How The Mandalorian Can Work for Disney+
The Star Wars series, now two episodes in, is a good example of how the streaming service can mine smaller, solid stories out of massive franchises.

This story contains spoilers for Episode 2 of The Mandalorian.
The first episode of The Mandalorian might have been too slight to carry the hopes of an entire streaming service, but two entries in, that sleekness is starting to look like an asset. When Disney+ launched last week, the flashiest original offering for subscribers was a show set in the Star Wars universe that felt consciously removed from the high stakes of the cinematic “Skywalker saga.” Set on the fringes of George Lucas’s galaxy and focusing on a nameless character identified only by his species, The Mandalorian had some crisply shot action, but only the barest hint of a plot.
The second episode hit Disney+ on Friday (six more installments will follow weekly), and, being a little removed from the hype of the service’s launch, it functioned rather beautifully. The pilot followed the Mandalorian (Pedro Pascal) as he was tasked with hunting a difficult, off-the-books bounty by the sinister Client (Werner Herzog). His travels led him to a desert planet where he realized his target was an infant alien, a member of Yoda’s unnamed species. The backstory of that wise, small, frog-like Jedi is one of the few things the Star Wars creator George Lucas chose not to delve into in his much-maligned prequel trilogy. By building his show around a Yoda-esque baby, the Mandalorian creator Jon Favreau could be changing that—giving people yet another reason to sign up for Disney+.
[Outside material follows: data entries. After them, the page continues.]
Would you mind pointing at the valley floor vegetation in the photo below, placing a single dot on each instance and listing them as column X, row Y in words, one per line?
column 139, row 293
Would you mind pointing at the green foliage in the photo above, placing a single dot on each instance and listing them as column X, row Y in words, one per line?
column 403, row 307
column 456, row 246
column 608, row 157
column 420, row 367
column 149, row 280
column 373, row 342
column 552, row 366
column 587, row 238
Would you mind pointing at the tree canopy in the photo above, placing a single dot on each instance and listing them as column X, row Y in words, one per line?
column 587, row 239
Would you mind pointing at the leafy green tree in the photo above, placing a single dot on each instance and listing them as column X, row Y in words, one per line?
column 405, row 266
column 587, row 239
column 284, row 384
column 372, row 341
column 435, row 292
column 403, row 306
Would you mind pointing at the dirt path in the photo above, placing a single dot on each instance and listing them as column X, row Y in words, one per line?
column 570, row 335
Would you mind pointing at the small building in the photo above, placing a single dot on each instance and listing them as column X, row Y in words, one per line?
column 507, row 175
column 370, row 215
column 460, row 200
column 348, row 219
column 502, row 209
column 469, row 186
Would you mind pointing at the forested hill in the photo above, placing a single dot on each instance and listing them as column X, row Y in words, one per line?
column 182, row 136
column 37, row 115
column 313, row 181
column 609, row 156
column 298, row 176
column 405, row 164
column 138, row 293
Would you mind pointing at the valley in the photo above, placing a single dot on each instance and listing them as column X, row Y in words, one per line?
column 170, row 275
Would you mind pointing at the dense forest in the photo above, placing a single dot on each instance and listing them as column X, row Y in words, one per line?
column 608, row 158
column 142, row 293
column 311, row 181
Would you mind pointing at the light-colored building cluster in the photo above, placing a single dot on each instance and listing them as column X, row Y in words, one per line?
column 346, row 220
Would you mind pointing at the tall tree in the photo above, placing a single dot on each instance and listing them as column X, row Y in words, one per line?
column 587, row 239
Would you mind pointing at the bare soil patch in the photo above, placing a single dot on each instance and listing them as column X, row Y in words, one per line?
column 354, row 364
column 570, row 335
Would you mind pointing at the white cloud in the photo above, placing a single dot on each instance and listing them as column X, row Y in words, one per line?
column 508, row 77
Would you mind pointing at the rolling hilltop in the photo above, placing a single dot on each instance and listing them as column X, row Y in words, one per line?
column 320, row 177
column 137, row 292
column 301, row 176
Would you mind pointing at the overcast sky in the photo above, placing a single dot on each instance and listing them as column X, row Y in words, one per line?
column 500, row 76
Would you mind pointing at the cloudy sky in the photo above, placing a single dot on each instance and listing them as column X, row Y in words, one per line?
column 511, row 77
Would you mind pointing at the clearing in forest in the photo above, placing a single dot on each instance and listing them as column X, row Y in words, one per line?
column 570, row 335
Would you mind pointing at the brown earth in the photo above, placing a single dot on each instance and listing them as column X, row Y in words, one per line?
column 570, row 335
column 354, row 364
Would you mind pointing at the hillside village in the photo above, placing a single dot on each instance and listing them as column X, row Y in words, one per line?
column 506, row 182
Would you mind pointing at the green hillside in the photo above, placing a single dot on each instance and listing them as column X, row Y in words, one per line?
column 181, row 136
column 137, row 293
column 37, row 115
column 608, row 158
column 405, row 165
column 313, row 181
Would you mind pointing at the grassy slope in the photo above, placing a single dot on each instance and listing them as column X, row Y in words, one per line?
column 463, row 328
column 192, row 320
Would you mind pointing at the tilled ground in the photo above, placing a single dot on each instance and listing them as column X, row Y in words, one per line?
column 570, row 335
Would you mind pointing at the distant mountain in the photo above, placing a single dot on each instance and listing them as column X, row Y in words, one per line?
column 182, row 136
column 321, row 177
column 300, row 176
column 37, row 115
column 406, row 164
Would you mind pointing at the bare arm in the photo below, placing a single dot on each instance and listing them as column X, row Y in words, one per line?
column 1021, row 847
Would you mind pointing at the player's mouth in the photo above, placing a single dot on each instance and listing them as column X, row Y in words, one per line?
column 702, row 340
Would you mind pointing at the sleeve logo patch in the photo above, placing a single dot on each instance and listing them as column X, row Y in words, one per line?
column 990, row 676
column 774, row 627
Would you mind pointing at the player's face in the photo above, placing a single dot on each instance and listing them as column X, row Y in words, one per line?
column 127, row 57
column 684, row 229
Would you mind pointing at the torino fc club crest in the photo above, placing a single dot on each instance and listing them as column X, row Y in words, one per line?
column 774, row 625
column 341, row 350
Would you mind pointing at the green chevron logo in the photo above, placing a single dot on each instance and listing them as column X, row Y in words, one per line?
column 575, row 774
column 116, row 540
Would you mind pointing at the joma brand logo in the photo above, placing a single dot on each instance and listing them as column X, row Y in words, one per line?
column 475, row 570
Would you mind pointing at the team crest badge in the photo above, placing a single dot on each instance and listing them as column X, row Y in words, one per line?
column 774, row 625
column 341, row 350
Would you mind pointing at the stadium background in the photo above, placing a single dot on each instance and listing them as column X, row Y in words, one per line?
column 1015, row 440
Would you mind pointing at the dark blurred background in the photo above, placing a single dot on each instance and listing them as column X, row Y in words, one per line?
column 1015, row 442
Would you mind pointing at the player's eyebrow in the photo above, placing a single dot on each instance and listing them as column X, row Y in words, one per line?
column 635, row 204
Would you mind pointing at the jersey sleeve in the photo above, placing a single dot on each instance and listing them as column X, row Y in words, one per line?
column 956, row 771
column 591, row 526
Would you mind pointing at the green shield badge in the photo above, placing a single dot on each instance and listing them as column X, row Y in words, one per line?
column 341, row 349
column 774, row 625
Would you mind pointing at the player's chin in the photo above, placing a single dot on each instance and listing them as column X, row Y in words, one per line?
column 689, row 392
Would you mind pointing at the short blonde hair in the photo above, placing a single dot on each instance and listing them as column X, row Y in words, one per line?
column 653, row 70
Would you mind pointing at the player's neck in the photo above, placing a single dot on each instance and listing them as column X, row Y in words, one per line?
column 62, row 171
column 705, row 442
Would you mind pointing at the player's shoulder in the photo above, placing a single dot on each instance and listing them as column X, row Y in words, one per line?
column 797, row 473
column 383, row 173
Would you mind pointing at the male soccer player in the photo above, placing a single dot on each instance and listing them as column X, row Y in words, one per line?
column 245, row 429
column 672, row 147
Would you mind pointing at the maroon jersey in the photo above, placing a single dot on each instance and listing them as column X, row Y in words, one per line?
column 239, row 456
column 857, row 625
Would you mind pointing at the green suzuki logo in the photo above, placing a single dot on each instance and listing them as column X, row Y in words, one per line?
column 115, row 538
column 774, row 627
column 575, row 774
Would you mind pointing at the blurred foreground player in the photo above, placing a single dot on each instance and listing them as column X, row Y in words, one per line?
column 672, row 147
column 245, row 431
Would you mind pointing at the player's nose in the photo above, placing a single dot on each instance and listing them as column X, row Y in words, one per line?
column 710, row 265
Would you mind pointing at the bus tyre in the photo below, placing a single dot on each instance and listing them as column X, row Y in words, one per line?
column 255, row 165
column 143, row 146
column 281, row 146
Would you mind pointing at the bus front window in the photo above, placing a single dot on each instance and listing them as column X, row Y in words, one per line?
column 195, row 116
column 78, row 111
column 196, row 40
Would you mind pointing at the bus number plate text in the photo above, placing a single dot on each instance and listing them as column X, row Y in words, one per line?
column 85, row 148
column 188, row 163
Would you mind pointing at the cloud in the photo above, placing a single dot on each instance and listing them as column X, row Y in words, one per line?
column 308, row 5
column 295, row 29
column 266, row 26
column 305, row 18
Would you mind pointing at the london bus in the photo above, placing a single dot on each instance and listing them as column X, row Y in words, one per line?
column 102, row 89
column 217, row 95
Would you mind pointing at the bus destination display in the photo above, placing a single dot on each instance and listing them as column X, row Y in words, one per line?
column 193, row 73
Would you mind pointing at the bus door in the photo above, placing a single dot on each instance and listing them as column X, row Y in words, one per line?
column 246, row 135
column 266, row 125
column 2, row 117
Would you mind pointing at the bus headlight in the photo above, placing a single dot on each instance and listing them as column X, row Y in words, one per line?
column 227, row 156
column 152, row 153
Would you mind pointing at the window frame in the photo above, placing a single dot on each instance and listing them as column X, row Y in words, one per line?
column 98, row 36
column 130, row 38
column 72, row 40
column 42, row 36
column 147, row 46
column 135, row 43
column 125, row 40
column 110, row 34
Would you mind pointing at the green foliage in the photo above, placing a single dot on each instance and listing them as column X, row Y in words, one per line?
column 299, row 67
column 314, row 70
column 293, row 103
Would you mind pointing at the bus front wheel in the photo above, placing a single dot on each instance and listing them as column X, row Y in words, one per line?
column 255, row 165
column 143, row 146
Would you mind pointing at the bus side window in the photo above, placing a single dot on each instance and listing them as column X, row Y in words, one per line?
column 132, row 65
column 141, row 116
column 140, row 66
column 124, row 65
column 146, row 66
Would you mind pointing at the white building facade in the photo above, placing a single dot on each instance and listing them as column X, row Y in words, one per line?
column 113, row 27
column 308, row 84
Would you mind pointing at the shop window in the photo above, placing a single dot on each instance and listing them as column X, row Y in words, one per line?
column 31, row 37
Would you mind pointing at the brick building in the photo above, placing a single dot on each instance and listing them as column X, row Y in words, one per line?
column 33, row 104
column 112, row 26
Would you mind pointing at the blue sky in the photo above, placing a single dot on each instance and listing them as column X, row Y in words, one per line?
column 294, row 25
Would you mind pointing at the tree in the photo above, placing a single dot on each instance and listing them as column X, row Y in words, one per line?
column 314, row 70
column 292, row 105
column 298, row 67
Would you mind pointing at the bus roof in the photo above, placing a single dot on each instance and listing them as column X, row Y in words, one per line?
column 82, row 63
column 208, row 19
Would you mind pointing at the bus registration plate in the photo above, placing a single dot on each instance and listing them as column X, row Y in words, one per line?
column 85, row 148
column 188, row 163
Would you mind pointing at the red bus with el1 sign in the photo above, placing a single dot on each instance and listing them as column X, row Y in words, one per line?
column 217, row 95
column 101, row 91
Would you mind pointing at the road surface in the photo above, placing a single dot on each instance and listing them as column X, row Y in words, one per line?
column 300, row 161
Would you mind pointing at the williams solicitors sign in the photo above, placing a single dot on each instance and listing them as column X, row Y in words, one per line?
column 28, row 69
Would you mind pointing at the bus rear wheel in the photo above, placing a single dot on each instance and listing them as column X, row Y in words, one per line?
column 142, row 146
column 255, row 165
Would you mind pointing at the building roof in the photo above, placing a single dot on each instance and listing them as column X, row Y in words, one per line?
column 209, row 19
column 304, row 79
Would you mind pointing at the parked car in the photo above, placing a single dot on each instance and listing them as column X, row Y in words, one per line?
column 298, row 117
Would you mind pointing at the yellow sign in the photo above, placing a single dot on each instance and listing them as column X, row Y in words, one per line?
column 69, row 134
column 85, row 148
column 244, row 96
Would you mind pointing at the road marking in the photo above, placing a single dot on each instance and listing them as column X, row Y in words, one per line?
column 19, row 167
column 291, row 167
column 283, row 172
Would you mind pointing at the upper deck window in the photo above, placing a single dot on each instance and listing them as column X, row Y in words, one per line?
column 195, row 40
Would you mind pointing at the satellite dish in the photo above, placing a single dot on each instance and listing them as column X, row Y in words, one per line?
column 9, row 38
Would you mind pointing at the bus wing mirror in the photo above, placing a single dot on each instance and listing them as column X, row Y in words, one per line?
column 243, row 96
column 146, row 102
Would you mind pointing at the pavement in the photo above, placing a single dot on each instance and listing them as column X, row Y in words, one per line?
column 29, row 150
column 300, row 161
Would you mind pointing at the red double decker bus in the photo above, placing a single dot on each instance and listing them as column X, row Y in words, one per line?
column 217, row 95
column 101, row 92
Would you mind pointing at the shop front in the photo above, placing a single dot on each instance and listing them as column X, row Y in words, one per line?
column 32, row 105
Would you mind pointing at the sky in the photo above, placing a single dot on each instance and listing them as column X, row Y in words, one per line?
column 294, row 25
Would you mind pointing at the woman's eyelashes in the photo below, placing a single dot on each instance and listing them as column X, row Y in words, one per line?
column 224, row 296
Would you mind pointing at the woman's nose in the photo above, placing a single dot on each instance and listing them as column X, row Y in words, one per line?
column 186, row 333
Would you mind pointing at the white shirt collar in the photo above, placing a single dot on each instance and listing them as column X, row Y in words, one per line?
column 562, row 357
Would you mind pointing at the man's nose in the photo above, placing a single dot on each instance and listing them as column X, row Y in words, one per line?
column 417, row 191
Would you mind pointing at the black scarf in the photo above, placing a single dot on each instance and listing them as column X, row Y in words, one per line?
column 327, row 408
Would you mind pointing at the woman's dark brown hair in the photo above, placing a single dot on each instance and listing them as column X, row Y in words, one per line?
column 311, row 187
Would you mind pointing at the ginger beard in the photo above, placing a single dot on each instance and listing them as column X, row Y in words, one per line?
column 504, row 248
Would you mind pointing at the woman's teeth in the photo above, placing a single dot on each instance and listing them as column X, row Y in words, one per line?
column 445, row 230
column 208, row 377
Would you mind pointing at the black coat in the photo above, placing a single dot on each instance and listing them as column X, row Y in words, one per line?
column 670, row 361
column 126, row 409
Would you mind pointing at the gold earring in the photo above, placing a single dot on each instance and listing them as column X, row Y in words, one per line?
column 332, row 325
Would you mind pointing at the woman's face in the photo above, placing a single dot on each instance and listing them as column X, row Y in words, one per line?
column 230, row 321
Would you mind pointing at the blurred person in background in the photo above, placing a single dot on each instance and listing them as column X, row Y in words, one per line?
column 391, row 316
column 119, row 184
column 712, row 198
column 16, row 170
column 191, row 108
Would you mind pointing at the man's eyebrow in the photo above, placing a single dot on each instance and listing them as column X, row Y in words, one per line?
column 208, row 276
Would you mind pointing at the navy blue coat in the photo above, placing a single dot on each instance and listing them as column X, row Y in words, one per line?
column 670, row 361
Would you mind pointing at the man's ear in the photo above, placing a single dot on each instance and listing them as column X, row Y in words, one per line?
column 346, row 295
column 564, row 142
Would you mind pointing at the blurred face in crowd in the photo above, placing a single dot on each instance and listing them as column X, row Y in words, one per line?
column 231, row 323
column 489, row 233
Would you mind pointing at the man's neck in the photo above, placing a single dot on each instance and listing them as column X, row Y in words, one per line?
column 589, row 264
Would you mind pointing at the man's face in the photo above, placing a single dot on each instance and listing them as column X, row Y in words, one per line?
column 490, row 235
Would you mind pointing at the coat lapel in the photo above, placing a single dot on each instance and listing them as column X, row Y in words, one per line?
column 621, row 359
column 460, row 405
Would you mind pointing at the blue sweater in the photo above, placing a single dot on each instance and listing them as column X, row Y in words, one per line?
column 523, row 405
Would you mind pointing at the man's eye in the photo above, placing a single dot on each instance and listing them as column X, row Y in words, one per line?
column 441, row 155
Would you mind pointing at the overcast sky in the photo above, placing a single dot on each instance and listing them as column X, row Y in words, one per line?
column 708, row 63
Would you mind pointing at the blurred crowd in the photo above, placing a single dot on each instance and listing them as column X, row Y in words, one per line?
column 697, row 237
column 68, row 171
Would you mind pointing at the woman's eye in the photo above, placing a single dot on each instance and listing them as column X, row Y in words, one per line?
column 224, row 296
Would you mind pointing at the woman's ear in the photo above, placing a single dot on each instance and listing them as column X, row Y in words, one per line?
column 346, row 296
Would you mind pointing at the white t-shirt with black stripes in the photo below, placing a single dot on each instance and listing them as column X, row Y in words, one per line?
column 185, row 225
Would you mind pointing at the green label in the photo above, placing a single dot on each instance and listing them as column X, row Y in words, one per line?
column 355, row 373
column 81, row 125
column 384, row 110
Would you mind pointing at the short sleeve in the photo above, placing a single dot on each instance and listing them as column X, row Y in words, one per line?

The service debuted to 10 million subscribers, according to the company, even with initial technical problems. Despite the relative paucity of new programming on the site—one of the other original shows centers on the Toy Story 4 character Forky and has five-minute-long episodes—the nostalgia factor helped lure people in. Viewed alongside the database of animated classics, Marvel movies, and Star Wars material that the studio is offering, The Mandalorian makes sense: It’s a nerdy throwback that’s happy to exist on the margins of a bigger world.
Filling in the gaps of Star Wars’ wider universe, it seems, will be the purpose of the blockbuster original programming on Disney+. The other announced Star Wars shows include one that will feature Ewan McGregor as Obi-Wan Kenobi, depicting his life in the years between the original and prequel trilogies. Another will follow Cassian Andor (Diego Luna), a character from the spin-off film Rogue One who worked as an operative in the heroic Rebel Alliance. The Marvel shows will similarly spotlight supporting characters from the cinematic universe such as Loki, Scarlet Witch, Vision, and the Falcon, before introducing new comic-book characters such as Moon Knight, Ms. Marvel, and She-Hulk.
Kevin Feige, the president of Marvel, has insisted that those shows will matter to the wider movie universe, knocking down the barriers between television and cinema for his colossal connected diegesis. But it’s likely those crossovers will provide only background information for devoted completionist fans. Marvel movies have always been designed so that casual viewers can understand the nuts and bolts of the plot without worrying about everything the Winter Soldier or Hawkeye has been up to.
Star Wars is an even bigger sandbox to play in, and Episode 2 of The Mandalorian had fun dredging up minutiae from Lucas’s original trilogy. Coming in at a slender 33 minutes, it embraced the humor of its protagonist’s anonymous persona rather than using it to build suspense. “Chapter Two” saw the Mandalorian get battered by villainous rivals and huge desert fauna; it also reintroduced the impish Jawas (small, hooded scavengers who play a supporting role in the original Star Wars) as bugbears who torment our stoic hero.
The episode reminded me of Star Wars: The Clone Wars, a stunning 2003 series developed by the animation legend Genndy Tartakovsky (known for creating shows such as Dexter’s Laboratory and Samurai Jack). The Clone Wars, which aired on Cartoon Network, similarly existed between two installments of the cinematic series, and relied on spectacular, dialogue-light action sequences that told stories with little unnecessary exposition. The Mandalorian’s face-off against a horde of Jawas or a hairy desert beast (with the assistance of his alien quarry, who possesses some modicum of Jedi power) had more pure, joyful energy than the dreary first episode.
Favreau’s biggest inspiration for The Mandalorian appears to be Lone Wolf and Cub, a Japanese manga series about an assassin and his 3-year-old son seeking revenge during the days of the Tokugawa Shogunate. Much as Lucas acknowledged that his movies were indebted to the cinema of Akira Kurosawa (Star Wars has the same broad plot strokes as The Hidden Fortress), Favreau is drawing on elemental tropes for a smaller tale. The Mandalorian probably won’t end its run as the most popular Star Wars story ever, but it is working to earn its spot at the apex of Disney+’s new programming.